Is there a number 1 pencil?

I’ve got a number 1 pencil, that works okay. I don’t like the size and shape of the Number 1, but we do have one at home.

A little bit, yes! When I was little, I read A New Kind of Science by David Hilbert. That really made a big impression on my thinking and helped me a lot with my numbers from there. I didn’t study this very much, but I was always in favor of using the integers. We did not have to do a lot of work on figuring out what they are.

I also read quite a bit of the work by Thomas Leibniz, including his Theorem for Integers, the Leibniz’s Algorithm and some of his Mathematical Demonstrations. I took a lot of mathematical concepts to heart and I’ve also studied and worked pretty much with the number systems of the USA and some of the European countries. Some of the stuff I had never heard before: decimal points are decimal fractions, there are only two ways to go from 0 to 1.

Who has made the most influential contributions to algebraics?
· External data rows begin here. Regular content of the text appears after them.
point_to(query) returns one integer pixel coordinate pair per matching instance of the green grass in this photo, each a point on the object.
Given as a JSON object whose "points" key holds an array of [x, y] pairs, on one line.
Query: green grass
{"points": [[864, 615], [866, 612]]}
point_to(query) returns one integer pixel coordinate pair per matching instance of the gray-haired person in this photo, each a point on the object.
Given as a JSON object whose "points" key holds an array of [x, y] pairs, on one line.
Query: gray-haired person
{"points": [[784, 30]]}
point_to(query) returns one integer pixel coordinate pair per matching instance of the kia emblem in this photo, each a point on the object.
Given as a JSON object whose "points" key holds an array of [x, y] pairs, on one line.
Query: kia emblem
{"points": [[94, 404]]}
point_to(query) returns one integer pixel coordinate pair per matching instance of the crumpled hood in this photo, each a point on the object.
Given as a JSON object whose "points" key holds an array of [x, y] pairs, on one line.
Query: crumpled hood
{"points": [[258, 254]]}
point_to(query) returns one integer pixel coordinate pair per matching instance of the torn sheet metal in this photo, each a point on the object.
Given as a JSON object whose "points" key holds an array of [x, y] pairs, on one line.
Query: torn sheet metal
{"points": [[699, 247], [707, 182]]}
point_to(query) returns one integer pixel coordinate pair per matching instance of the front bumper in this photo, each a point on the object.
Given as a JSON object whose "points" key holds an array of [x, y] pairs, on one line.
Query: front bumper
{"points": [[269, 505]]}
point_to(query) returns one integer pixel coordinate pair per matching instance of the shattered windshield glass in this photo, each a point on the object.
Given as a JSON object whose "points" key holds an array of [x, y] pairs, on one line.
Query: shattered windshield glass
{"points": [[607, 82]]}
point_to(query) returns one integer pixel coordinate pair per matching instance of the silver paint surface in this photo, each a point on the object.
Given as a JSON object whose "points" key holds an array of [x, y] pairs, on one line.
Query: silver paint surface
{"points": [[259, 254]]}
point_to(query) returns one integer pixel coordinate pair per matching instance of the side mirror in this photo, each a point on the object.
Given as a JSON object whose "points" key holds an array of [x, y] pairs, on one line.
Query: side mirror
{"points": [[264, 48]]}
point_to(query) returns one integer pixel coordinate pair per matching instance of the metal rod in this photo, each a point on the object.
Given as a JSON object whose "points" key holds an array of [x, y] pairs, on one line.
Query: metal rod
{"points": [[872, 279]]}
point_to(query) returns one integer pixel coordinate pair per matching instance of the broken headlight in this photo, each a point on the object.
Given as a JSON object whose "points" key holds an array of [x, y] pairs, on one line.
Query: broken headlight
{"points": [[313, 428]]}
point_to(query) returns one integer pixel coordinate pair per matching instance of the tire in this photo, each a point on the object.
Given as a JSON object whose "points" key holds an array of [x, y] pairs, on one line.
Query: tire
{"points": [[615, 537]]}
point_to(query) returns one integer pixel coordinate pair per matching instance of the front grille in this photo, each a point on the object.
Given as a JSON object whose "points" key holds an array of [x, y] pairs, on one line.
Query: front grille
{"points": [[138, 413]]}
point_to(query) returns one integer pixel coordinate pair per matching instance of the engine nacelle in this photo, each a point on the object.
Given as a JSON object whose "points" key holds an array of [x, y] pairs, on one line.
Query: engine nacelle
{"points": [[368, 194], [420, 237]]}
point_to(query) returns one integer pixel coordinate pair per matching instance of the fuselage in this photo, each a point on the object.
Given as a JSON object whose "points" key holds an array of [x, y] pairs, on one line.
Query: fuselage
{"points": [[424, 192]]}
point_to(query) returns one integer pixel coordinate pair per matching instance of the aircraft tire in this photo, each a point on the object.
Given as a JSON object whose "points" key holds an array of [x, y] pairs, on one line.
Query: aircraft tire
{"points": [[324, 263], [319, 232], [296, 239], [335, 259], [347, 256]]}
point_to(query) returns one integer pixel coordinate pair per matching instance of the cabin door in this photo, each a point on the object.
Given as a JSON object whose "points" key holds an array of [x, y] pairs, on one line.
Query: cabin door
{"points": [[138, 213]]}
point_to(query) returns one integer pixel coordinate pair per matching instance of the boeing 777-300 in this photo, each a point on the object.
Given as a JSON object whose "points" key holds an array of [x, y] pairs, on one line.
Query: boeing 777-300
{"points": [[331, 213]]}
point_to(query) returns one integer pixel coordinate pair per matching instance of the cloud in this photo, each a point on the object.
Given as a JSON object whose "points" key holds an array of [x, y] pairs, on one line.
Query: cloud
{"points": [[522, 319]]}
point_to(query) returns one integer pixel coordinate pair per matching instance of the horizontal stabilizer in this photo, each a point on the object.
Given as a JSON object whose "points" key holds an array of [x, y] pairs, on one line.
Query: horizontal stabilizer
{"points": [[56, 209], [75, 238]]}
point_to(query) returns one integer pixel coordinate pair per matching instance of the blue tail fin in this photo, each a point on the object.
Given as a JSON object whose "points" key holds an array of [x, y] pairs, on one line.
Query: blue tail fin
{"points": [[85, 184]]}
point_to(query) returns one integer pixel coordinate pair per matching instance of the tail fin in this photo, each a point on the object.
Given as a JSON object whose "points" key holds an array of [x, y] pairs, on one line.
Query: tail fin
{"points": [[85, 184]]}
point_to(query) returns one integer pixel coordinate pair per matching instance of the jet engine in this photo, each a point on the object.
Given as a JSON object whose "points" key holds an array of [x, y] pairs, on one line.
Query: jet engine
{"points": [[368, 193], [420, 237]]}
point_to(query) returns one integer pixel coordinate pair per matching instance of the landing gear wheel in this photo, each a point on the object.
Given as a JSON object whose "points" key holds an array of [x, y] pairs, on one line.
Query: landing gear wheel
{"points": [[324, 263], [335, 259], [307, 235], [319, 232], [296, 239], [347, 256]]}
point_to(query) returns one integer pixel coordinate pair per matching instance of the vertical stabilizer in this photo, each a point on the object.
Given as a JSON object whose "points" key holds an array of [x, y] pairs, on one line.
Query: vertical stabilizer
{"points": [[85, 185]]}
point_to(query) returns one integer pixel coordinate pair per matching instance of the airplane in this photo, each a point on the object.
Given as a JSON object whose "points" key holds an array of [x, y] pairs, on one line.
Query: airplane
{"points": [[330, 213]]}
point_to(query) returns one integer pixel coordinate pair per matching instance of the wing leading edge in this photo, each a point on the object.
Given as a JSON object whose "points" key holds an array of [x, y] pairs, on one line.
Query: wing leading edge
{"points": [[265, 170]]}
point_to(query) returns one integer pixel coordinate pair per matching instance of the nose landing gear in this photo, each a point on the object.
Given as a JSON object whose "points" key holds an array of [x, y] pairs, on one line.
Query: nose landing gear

There is an amazing number of them! But I would start with a list! In addition to Hilbert and Leibniz there were G.H. Hardy, John Dalton, Robert Klein. Then we have Albert Einstein but he had a great influence on algebra. And you know, of course, there’s all sorts I missed. I can’t list them all, so I would say Albert Einstein and I would start with number two.

How did you become interested in algebraic mathematics?

I took an undergraduate course in it in high school, then took a chemistry-mathematics course, then went to university. One of the things that gave me an interest in math was knowing the letters ‘a’ to ‘z’ in the Roman alphabet.

Do you use calculus for calculations?

I do calculus, and I am in charge of computing everything that I’m doing with computers.